A network of lightbulbs?

It seems that lightbulbs might power the next generation of computer networks. The Daily Mail reports:

Professor Hass, of the school of engineering at Edinburgh University in the UK, said that currently we use radio waves to transmit data which are inefficient.

With mobile phones there are 1.4 million base stations boosting the signal but most of the energy is used to cool it, making it only five per cent efficient.

By comparison there are 40 billion light bulbs in use across the world which are far more efficient.

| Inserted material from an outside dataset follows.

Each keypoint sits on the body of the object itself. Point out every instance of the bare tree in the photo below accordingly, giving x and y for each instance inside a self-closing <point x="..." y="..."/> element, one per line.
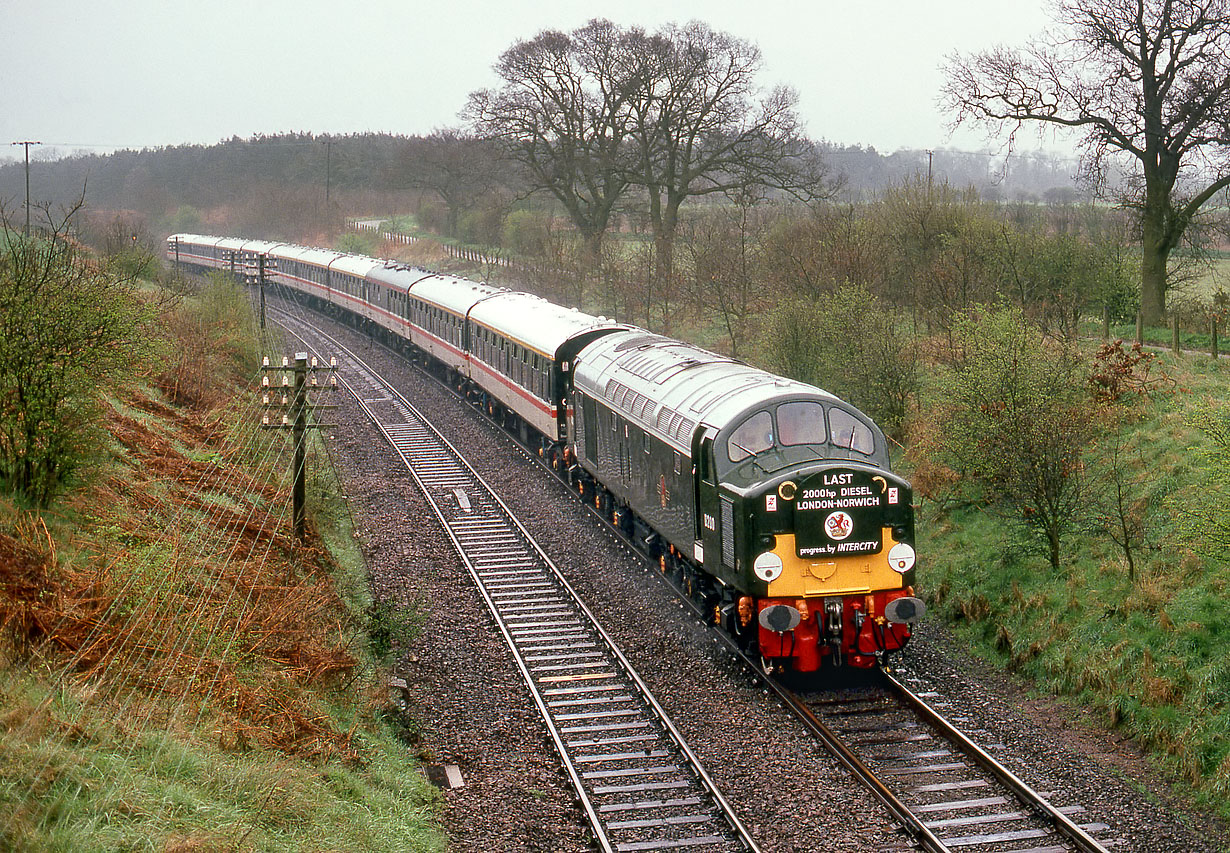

By replacing old fashioned incandescent models with LED bulbs he claimed he could turn them all into Internet transmitters.

The invention, dubbed D-Light, can send data faster than 10 megabits per second, which is the speed of a typical broadband connection, by altering the frequency of the ambient light in the room.

It has new applications in hospitals, airplanes, military, and even underwater. Aeroplane passengers could in theory be able to surf the Internet from signals beamed out of the lights on board.

There's more at the link. Here's Professor Hass speaking at the recent TEDGlobal conference about his idea.

I wonder how it affects the network if a lightbulb burns out? Instead of the infamous 'blue screen of death', would one get the 'blackout of despair'?



Stan said...

I wonder if the frequency changes are enough to trigger a seizure in say an epileptic or otherwise give people headaches.

Dave H said...

Stan: To transmit 10 Mbps you'd never see it. Fluorescent lights actually flicker 120 times per second and they don't seem to cause anybody any harm.